- Genre: Variety
- Original language: English
- No. of seasons: 3
- No. of episodes: 16

Production
- Executive producers: Joan Shigekawa Ronnie Eldridge
- Producers: Susan Lester Candida Harper Joan Fiore Jacqueline Donnet Janis Klein
- Production location: United States

Original release
- Network: WNET KERA-TV (pilot)
- Release: 1974 – 1977

= Woman Alive! =

US television show

Woman Alive! was a feminist television show resulting from a collaboration between Ms. Magazine and American public television. It consisted of one pilot episode (1974) and two series (1975 and 1977).

== Background ==

In 1974, Ms. Magazine decided that it could reach an even wider audience if they produced a television program. The show was to celebrate women's empowerment by exploring a variety of subjects, including women in politics and sports, job discrimination, and gender differences. The format of the show was meant to mimic a magazine, and featured short documentaries, usually made by independent, women film makers, mixed with short commentaries by and about women, as well as entertainment features of women in the performing arts.

Ms. collaborated with Dallas' public broadcast station, KERA-TV, to create one pilot episode of Woman Alive!, and went on to collaborate with New York City's public broadcast station, Channel 13, for the following two series produced in 1975 and 1977. All iterations of the show were made possible through a grant from the Corporation for Public Funding.

== Pilot episode ==
The initial episode of Woman Alive! was a one-hour special produced in cooperation with KERA-TV Dallas in 1974. The executive producer was Joan Shigekawa with associate producers Susan Lester and Candida Harper, and field producer Joan Fiore.

The pilot episode consisted of several short documentaries, comedy sketches, interviews, and entertainment pieces, including: A short documentary about Pat and Charles Sackrey, Texas natives interviewed at their new home in Haydenville, Massachusetts about their attempt to improve their relationship; A consciousness-raising group in Des Moines, Iowa, which included Louise Noun; An interview with Gloria Steinem at the offices of Ms. Magazine; A round-table discussion amongst members of the National Black Feminist Organization, narrated by Steinem, about their historic first convention; A satirical comedy sketch by feminist comedian Lily Tomlin wherein she plays a television psychologist addressing the case of a distraught husband; and Melissa Manchester performing the songs "Home to Myself" and "O Heaven."

The pilot featured working-class women, such as Crystal Lee Jordan [Sutton], and Black women, as it tried to dispel the media representation of the women's movement as white and elitist. One leader of the National Black Feminist Organization criticized the show for marginalizing Black women. Sandra Hollin Flowers wrote that the central episodes—Massachusetts and North Carolina—did not include the “broader representation of that ‘diversity’ we were supposed to have seen.” And the NBFO segment was “totally insufficient”: “There is a great deal more relevance to NBFO … than Woman Alive! indicated.”

== 1975 series ==
In 1975, Woman Alive! moved to WNET in New York and became a realized television series with ten thirty-minute episodes. The executive producer was Ronnie Eldridge, the producer was Joan Shigekawa, the coordinating producer was Jacqueline Donnet, and the associate producer was Janis Klein.

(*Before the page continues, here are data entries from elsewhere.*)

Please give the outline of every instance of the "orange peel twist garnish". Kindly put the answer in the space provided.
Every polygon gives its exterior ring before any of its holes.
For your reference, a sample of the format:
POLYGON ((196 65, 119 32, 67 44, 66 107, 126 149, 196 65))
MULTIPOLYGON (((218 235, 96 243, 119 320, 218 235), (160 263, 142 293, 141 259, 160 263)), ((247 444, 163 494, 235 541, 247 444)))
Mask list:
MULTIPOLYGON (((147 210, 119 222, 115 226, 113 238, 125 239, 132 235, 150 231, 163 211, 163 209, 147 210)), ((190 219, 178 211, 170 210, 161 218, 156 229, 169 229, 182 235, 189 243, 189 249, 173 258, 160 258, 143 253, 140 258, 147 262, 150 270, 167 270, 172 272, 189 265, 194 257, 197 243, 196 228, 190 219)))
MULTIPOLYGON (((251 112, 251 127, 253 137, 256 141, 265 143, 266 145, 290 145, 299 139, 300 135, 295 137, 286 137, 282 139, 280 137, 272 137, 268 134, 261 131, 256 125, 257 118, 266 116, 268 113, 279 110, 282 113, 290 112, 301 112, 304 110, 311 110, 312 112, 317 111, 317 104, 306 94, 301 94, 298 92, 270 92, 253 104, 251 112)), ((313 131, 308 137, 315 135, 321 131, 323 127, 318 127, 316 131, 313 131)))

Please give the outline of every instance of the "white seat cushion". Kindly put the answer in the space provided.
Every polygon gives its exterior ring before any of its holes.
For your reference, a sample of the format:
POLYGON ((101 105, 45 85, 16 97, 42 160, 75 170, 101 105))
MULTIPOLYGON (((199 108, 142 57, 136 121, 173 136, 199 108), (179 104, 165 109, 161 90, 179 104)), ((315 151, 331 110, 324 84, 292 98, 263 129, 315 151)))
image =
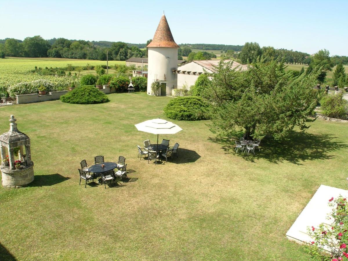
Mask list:
POLYGON ((104 178, 105 180, 111 180, 113 179, 113 177, 107 177, 104 178))

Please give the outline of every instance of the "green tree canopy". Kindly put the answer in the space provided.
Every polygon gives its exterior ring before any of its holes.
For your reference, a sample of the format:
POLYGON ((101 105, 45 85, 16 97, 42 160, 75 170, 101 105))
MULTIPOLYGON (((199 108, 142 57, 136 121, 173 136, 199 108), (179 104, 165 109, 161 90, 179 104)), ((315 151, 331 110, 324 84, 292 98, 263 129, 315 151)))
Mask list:
POLYGON ((27 37, 23 41, 24 55, 27 57, 47 57, 50 46, 40 35, 27 37))
POLYGON ((231 69, 230 62, 216 67, 205 95, 213 108, 212 131, 228 135, 242 127, 246 137, 268 135, 279 139, 296 126, 308 127, 317 105, 313 91, 317 71, 295 77, 282 63, 263 62, 243 72, 231 69))
POLYGON ((257 42, 246 42, 239 58, 243 64, 250 63, 259 60, 262 54, 261 48, 257 42))
POLYGON ((333 84, 335 85, 338 86, 340 88, 344 86, 342 85, 344 85, 346 81, 346 70, 343 65, 340 63, 336 66, 336 69, 333 72, 333 84), (339 84, 341 85, 340 86, 339 84))

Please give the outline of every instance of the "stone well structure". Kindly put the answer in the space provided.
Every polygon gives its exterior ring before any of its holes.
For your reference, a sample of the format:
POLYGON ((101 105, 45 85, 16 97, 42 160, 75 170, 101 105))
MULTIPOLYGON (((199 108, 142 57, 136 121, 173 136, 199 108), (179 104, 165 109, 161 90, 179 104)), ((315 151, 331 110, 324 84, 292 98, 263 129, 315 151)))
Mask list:
POLYGON ((10 130, 0 135, 1 159, 5 159, 7 155, 9 159, 8 162, 1 161, 2 185, 18 187, 27 185, 34 180, 34 163, 31 161, 30 154, 30 139, 17 129, 17 120, 14 116, 11 116, 9 120, 10 130), (17 147, 19 148, 18 157, 21 161, 21 167, 18 169, 15 166, 14 152, 15 148, 17 147), (8 154, 7 153, 7 150, 8 154))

The New York Times reviewed this series, remarking that it was not militantly feminist in nature but rather appealed to a broad audience of American women, and while the New York Times remarked that Woman Alive! was trite at times, it also praised the show for its "impressive level of effectiveness." The first episode of the 1975 series featured a short documentary called Army Wives: Change of Command, filmed by Patricia Sides at the Army base in Fort Sill, Oklahoma. The documentary explored the new consciousnesses of Army wives.

== 1977 series ==
In 1977 the show went back on the air in New York through WNET. This series consisted of five episodes, which were sixty-minutes long each. Joan Shigekawa served as both executive producer and producers, while Jacqueline Donnet was coordinating producer and Janis Klein was associate producer. This was the final series of the show, which then went off the air. In 1986, Joan Shigekawa gave the records of Woman Alive! to Schlesinger Library in Cambridge, Massachusetts.